The expansions under scrutiny are Catacombs of Aetheria and Hack Slash Loot (the latter including the Sunken Treasure mini-game as a bonus). Notably, neither includes a box—everything fits into the base game’s packaging, which helps offset the costs somewhat.
The Fishing Hole: Sunken Treasure introduces a proper fishing mini-game. End your turn on water, reach into the blue bag, and pray for fortune. Small, medium, large, and trophy fish can be fed to your pet companion, transforming them into increasingly powerful creatures for one floor. Catch a sunken treasure chest instead, and you’re drawing from an entirely separate deck of water-themed artifacts.

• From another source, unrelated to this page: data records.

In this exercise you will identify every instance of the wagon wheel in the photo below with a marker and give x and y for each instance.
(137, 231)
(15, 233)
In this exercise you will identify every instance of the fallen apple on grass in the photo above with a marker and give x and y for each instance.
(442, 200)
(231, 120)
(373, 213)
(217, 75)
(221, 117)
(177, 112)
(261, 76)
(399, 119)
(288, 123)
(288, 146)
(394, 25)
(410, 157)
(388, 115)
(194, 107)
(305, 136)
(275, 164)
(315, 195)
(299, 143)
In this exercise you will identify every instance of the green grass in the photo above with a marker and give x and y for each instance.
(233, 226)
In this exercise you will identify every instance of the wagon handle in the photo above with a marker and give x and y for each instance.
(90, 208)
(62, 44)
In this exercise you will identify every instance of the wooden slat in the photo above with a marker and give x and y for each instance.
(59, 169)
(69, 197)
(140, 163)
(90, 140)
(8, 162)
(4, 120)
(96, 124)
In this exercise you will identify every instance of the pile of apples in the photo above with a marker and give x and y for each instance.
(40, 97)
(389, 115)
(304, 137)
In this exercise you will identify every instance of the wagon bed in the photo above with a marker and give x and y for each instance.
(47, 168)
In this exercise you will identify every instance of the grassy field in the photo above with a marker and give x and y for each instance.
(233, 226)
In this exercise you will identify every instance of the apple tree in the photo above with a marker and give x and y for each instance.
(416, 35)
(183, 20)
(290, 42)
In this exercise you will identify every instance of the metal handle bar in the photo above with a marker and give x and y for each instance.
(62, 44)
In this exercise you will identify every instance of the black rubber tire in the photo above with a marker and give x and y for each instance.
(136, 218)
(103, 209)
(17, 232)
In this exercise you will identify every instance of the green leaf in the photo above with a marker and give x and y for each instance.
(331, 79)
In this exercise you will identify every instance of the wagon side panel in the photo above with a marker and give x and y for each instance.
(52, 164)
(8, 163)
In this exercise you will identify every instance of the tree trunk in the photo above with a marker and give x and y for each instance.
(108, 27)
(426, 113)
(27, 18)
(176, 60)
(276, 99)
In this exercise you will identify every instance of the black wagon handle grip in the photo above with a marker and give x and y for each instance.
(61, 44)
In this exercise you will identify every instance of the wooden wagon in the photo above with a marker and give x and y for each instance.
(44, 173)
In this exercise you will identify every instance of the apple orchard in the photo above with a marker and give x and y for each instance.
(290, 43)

Catacombs: Daniel’s personal favourite—a press-your-luck dungeon within the dungeon. Receive ten energy tokens, then flip catacomb cards one at a time. Each costs energy to traverse. Continue deeper for greater rewards, or retreat safely with your haul. Bust by running out of energy, and you leave empty-handed. It’s Blackjack with goblins.
New Heroes & Subclasses: Six fresh adventurers join the roster (Brawler, Summoner, Bard, Rogue, Artificer, Beast Tamer), and every hero now gains level-up cards. Reaching certain experience thresholds lets you choose between two subclass abilities—adding meaningful character progression without campaign overhead.
Monsters & Mayhem: Floor bosses now guard artifacts (replacing the old “kill any elite” approach), wandering monsters lurk unpredictably across all levels, and new enemy enhancers include various immunities to keep you guessing.
Side Quests: Three dealt at game start, offering modest rewards for achieving specific goals during play. Another layer atop an already substantial layer cake.
The modular nature means you can exclude anything that doesn’t suit your mood—no wandering monsters today, skip the fishing, keep it simple. Or embrace the full chaotic maximalism. Daniel’s clearly in the latter camp, practically vibrating with enthusiasm to play immediately after filming.
When does ‘robust’ cross the threshold into ‘perhaps too much game for one box’ in your estimation?